How many people die as a result? The two-year inquiry did not issue an answer; there is little tracking of how emergency patients fare after a frantic 911 call or a race to the hospital. But there are troubling clues. For example, in some cities, emergency workers save half of the victims of cardiac arrest, but in other places, they save merely 5 percent.
This crisis report involves just day-to-day emergencies. Emergency rooms are far from ready to handle the mass casualties that a bird-flu epidemic or a terrorist strike would bring, the institute said yesterday in a three-volume report.
``If you can barely get through the night's 911 calls, how on earth can you handle a disaster?" asked a coauthor of the report, Dr.
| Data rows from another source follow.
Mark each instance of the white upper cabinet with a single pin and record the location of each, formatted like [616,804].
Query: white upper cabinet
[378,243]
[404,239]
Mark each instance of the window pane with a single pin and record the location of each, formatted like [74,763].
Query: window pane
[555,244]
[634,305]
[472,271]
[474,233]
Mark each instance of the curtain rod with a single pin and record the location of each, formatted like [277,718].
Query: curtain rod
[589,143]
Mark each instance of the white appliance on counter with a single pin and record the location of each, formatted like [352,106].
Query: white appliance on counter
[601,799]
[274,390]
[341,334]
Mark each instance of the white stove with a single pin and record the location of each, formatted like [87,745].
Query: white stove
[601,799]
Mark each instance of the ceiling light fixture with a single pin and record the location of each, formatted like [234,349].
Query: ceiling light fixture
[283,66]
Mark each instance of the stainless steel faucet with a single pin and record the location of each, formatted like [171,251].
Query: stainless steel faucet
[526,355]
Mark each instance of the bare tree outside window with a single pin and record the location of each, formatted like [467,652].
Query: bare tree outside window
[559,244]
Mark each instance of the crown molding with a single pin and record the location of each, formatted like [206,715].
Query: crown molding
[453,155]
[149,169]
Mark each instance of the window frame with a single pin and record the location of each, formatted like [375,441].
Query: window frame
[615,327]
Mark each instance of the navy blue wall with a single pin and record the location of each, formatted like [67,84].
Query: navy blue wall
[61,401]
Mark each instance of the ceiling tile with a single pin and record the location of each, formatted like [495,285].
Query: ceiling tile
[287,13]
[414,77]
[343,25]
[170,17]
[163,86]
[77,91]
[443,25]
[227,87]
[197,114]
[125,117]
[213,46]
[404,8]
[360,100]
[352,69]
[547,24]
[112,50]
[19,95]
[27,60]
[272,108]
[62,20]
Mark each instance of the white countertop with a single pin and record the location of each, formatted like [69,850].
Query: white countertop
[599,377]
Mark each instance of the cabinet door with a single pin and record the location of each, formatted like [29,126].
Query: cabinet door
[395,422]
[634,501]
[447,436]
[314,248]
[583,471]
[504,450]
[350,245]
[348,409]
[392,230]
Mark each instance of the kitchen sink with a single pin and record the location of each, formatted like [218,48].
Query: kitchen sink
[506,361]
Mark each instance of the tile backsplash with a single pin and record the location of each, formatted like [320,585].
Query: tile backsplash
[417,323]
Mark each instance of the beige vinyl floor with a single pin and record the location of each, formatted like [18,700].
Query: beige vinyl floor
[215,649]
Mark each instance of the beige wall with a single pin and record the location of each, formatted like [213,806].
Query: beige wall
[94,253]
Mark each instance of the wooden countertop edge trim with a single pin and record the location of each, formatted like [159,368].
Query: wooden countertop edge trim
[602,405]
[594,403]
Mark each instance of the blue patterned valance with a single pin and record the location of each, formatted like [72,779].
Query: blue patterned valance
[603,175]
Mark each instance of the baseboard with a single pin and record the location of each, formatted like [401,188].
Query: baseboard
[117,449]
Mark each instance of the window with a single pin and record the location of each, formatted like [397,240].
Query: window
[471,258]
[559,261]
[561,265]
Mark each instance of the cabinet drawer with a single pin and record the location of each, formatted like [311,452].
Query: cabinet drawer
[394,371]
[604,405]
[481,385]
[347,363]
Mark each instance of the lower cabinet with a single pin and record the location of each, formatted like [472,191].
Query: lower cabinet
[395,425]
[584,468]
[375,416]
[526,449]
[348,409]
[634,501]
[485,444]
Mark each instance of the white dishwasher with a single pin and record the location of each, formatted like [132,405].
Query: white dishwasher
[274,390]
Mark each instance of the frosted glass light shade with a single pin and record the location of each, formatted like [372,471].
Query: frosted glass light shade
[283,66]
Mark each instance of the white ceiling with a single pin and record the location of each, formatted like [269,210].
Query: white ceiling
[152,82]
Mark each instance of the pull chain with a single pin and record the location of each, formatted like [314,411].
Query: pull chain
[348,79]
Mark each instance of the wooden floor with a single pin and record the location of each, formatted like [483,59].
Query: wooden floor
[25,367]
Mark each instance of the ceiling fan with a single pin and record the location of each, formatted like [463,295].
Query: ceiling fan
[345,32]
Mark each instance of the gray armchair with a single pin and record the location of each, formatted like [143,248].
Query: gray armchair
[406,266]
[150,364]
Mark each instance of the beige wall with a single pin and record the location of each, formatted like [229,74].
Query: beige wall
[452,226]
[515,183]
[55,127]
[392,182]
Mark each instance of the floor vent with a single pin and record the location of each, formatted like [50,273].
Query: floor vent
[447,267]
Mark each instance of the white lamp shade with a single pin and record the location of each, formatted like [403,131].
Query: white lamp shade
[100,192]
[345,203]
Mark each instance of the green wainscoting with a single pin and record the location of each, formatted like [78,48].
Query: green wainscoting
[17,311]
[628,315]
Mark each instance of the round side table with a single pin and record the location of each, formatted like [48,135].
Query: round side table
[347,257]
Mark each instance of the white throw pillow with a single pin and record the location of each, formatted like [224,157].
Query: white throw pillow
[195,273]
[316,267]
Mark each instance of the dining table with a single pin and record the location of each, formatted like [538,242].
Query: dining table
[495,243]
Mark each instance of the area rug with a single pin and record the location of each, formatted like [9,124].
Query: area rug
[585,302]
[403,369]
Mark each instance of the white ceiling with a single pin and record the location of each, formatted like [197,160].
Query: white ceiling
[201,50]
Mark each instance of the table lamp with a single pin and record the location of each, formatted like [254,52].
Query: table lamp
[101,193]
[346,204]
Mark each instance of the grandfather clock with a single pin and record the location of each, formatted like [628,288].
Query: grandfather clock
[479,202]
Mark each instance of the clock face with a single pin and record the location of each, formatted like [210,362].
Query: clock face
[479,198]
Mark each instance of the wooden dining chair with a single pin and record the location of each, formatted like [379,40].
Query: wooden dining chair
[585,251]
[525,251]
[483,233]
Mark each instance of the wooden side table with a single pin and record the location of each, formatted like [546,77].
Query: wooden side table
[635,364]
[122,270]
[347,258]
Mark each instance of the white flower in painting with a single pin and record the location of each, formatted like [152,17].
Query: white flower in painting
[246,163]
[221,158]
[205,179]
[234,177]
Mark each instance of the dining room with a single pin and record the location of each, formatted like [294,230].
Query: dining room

Arthur Kellerman, Emory University's emergency medicine chief.
Even a school bus crash would qualify as a disaster, but though children make up more than one-quarter of all emergency-room visits, only 6 percent of emergency departments have all the supplies needed, such as child-sized equipment to treat pediatric emergencies, and few have doctors trained in children's care, the Institute of Medicine panel found.
The inquiry by the independent scientific group provides a rare look at the problem's scope, and recommends urgent steps for health organizations and local and federal officials to start fixing it.
At the root of the crisis: Demand for emergency care is surging, even as the capacity for hospitals, ambulance services, and other emergency workers to provide it is dropping.
There were almost 114 million emergency-room visits in 2003, up from 90 million a decade earlier. Only about half were true medical emergencies. When the poor and uninsured cannot get healthcare anywhere else, they go to emergency rooms, which must treat them regardless of ability to pay.
``It is the only medical care to which Americans have a legal right," said Kellerman, adding that what constitutes an emergency is different to a doctor than to a desperate patient. Last week, he treated a woman who arrived in an emergency room after running out of some crucial medication and being turned away by four clinics.